The pattern of delayed recurrence in a subset of breast cancer patients has long been explained by a model that incorporates a variable period of cellular or tumor mass dormancy prior to disease relapse. In this review, we critically evaluate existing data to develop a framework for inferring the existence of dormancy in clinical contexts of breast cancer. We integrate these clinical data with rapidly evolving mechanistic insights into breast cancer dormancy derived from a broad array of genetically engineered mouse models as well as experimental models of metastasis. Finally, we propose actionable interventions and discuss ongoing clinical trials that translate the wealth of knowledge gained in the laboratory to the long-term clinical management of patients at a high risk of developing recurrence.

Figure 1.

Sites and mechanisms of dormancy induction. (A) Cells from pre-neoplastic lesions or primary tumors can undergo dormancy at the primary site or at secondary metastatic locations. (B) Dormancy can be induced following therapy directed at the primary tumor and/or by the microenvironment in the process of dissemination.
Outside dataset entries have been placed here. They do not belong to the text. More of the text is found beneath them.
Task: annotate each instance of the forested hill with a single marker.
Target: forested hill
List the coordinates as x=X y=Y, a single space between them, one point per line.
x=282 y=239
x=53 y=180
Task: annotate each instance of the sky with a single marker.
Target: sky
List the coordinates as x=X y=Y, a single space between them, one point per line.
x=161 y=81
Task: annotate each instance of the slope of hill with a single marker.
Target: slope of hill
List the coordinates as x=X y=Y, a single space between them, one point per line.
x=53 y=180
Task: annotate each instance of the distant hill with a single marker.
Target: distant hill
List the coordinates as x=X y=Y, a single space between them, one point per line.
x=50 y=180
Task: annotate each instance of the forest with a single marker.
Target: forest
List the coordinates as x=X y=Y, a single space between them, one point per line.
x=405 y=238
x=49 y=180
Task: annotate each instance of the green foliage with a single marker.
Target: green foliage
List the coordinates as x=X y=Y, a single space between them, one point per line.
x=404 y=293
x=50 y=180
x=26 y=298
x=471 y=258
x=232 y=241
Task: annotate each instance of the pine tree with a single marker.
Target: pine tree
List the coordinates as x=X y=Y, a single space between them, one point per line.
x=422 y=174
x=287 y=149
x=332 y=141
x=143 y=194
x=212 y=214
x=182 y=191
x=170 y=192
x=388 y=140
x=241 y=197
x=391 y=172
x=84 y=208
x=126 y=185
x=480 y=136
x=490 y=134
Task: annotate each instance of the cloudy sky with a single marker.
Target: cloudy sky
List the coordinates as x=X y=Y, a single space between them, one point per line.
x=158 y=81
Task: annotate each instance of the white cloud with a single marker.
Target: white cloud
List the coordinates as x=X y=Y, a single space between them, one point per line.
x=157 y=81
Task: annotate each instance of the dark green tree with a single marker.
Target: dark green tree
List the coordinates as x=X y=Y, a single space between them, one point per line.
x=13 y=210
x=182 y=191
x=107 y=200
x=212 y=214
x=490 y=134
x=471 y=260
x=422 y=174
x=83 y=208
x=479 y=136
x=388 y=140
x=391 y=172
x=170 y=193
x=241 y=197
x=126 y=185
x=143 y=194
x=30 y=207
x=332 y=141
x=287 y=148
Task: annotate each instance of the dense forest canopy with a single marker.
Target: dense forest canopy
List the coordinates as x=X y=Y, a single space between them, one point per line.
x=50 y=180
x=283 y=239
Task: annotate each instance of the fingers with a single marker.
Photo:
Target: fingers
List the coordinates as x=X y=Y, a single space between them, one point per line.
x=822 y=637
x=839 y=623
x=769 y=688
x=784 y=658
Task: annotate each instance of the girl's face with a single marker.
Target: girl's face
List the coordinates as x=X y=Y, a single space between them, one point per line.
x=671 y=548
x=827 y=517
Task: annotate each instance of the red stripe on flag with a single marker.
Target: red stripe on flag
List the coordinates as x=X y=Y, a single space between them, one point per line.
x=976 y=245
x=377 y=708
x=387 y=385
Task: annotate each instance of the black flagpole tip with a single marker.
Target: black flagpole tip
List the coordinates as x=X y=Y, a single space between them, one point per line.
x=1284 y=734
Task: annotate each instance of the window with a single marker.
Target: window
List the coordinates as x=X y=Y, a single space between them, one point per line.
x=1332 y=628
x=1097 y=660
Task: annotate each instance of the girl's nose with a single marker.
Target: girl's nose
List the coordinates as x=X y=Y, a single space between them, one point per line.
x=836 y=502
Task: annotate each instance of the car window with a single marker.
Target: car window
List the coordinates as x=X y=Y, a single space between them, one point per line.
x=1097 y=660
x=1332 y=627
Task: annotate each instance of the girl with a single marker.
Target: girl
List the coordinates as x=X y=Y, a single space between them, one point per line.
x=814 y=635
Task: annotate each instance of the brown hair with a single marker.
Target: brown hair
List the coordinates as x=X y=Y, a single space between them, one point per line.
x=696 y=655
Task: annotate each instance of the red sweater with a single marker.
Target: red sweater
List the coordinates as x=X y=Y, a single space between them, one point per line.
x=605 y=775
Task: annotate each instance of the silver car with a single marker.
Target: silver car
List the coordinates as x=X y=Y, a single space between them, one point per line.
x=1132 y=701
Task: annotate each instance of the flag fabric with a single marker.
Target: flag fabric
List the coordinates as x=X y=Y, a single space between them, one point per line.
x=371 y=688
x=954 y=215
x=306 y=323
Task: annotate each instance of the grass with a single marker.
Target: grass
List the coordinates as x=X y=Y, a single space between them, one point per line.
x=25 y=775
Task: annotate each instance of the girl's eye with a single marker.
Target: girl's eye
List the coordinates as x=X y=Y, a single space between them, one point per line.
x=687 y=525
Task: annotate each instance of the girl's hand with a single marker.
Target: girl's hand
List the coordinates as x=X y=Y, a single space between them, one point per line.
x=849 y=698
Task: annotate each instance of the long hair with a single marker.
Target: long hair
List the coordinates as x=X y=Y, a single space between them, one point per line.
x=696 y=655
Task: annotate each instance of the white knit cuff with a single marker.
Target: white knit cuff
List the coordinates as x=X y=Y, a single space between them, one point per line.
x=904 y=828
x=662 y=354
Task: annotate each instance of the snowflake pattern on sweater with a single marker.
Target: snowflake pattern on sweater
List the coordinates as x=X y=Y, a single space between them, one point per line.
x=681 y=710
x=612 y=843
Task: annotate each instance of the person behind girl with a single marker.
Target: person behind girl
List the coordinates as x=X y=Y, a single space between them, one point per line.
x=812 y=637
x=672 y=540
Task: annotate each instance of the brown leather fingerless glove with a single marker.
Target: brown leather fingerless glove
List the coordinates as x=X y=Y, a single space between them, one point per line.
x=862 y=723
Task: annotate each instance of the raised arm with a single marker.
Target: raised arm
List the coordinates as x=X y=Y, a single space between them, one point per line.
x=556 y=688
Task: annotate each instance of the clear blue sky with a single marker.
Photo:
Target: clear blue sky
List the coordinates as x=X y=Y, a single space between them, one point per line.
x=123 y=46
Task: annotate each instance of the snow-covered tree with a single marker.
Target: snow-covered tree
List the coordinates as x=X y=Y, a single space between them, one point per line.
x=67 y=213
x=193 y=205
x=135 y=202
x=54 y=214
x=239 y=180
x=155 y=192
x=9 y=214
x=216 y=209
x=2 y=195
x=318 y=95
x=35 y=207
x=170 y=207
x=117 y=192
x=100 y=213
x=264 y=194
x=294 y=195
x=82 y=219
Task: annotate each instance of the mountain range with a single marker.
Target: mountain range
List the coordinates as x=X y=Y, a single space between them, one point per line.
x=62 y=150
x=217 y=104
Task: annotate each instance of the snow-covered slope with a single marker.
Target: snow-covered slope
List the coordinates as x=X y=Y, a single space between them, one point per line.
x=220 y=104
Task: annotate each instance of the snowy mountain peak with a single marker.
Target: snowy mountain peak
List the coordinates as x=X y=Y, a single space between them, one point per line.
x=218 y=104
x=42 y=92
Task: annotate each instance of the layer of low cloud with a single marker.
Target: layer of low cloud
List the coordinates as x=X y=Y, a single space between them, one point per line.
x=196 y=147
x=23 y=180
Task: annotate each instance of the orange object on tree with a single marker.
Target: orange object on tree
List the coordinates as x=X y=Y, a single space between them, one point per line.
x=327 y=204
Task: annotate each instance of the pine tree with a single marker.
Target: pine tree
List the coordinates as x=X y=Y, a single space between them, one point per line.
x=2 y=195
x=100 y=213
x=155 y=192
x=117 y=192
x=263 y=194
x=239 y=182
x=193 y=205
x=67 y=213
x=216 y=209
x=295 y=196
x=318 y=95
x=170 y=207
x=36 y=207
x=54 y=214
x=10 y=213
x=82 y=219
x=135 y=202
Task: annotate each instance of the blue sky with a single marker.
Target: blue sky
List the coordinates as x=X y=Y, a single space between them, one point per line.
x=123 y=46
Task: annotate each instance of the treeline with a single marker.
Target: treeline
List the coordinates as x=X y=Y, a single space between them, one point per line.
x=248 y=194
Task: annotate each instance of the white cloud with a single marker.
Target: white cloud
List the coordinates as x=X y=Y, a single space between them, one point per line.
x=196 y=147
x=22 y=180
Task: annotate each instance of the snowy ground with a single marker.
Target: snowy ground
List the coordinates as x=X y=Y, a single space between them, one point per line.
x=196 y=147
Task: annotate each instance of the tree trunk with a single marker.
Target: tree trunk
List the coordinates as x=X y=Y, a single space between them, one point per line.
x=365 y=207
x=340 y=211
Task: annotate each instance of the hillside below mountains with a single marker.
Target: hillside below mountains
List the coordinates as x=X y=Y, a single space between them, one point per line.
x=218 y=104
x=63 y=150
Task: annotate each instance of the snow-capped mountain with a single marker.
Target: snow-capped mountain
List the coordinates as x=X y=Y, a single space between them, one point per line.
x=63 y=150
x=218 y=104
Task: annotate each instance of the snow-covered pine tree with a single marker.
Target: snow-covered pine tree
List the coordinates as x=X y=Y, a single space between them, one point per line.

Several core regulators are likely to be conserved independently of the mechanism of dormancy induction.

Figure 2.

Cross talk between tumor cells and the tumor microenvironment regulates dormancy. In addition to epithelial cells present in the target organ, stromal and immune cells, as well as the extracellular matrix (ECM), can regulate whether the tumor cells remain dormant or reactivate to give rise to recurrences. (NK) Natural killer.

Figure 3.

Proposed scheme for the application of dormancy-oriented therapies in the clinic. Breast cancer patients who undergo primary tumor-oriented therapy can be screened for their risk of developing recurrences by gene expression profiling of their primary tumor samples and/or monitoring for the presence of minimal residual disease (MRD) (e.g., disseminated tumor cells [DTCs]). High-risk patients who are DTC-positive can be enrolled into trials that either induce/maintain dormancy, or those that eradicate dormant DTCs. Patients classified as low risk based on their DTC status can be monitored long term for DTC presence as well as levels of niche-derived pro-dormancy cues. (RA) Retinoic acid.